To be honest, I’m a sucker for symmetry, I love it when things fall into place, and everything aligns, it just feels balanced. It makes me relaxed, but that may just be me 🙂
In this blog post, we will be looking at three different scenes, lighting each scene twice, once with a symmetrical lighting array, and once with an asymmetrical lighting array. The idea behind this exercise is not to say what’s good or bad; the idea is to take a closer look at this balance and what happens when you break it. This should help you understand the impact of symmetry and use it in your work.
So let’s take a look at our first shot.
The first shot is being lit from the left side of the frame with a single Spekular section. The second shot is using two sections, one on either side – It’s only a one light change, but it makes a huge difference. The first shot has a stronger “tone” to it. The second shot – using two lights – has a rim light, and a different tone altogether. The extra light helps to define the outline of our subject (Me!).
The second scenario takes it one step further.
In the first photo we used two Spekular sections, one on either side of the subject. In the second shot I placed two sections on the left side of the frame, and one section on the right side. This lighting setup is a great example of creating different levels of light in a shot, getting a more three-dimensional look.

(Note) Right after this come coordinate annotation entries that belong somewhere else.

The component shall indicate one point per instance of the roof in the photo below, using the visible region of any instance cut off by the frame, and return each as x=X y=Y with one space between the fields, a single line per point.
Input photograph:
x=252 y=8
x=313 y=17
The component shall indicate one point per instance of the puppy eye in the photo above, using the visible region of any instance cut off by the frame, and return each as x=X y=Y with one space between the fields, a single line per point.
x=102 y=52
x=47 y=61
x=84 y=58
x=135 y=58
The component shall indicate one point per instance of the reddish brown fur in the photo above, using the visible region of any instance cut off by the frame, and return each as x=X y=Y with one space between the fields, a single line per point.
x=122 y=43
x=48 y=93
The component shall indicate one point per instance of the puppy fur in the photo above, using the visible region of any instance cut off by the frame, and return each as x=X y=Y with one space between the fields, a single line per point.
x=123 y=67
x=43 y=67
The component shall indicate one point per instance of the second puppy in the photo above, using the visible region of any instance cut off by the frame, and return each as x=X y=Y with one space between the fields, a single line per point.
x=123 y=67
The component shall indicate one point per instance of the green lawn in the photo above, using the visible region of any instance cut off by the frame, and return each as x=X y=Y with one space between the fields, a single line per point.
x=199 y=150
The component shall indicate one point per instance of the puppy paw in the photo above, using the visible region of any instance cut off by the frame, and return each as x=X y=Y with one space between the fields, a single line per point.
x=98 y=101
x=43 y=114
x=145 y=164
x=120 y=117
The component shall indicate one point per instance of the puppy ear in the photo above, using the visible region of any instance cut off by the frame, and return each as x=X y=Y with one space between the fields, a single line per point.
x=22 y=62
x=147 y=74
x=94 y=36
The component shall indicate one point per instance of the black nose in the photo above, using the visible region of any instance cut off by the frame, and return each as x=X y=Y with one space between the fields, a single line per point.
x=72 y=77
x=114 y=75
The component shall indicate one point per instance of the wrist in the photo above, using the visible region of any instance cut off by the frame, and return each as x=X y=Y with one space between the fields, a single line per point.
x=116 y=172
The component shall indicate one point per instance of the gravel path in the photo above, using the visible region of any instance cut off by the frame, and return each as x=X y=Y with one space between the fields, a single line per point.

The first shot has our subject lit evenly for a flattering light, while the second shot is more three dimensional, providing a sense of depth.
Our last setup has a twist to it – Color
The color of light can drastically change a scene, adding another layer of depth to the story. The same principles of symmetry and asymmetry still apply here. Actually, they are more critical. Why?
Two words: Color Theory
In a nutshell, color theory deals with colors, but more importantly, with how colors interact and create color harmonies. You can find quite a few online tools to help you learn about Color Harmonies, here are two that I liked, The Color Calculator and Adobe Color CC; Adobe Color CC is particularly useful since it allows you to import the colors schemes into various Adobe applications).
We experimented quite a bit with this setup (it was just too much fun), using gels to create both a symmetrical look and an asymmetrical look, not by changing our lighting setup, but by creating a different color balance. This a quick behind the scenes shot when we experimented with four lights, each with a different colored gel.
In the first shot, we decided to use two Spekular sections; both sections had a red gel on them. In the second shot, we used the same lighting setup, only changing the color of the right light to green (green is red’s complementary color).
Using this color harmony is a great way to “break” the symmetry of the lighting set up. Each shot has a particular look to it. To me, the first shot has a much more “graphic” look or even a “gory” look to it, somewhat similar to the kind of imagery you would see on a movie poster. The second shot seems more “realistic” as though neon signs were lighting the shot.
At the end of the day the concept of symmetry is just that – it’s a concept. You may like one setup over the other regardless if it’s symmetrical or not. There is no right or wrong here, nor is this a “yes or no” question – It’s a matter of balance. It’s part of the process of training yourself to understanding light, using that knowledge your own way and getting the result you want.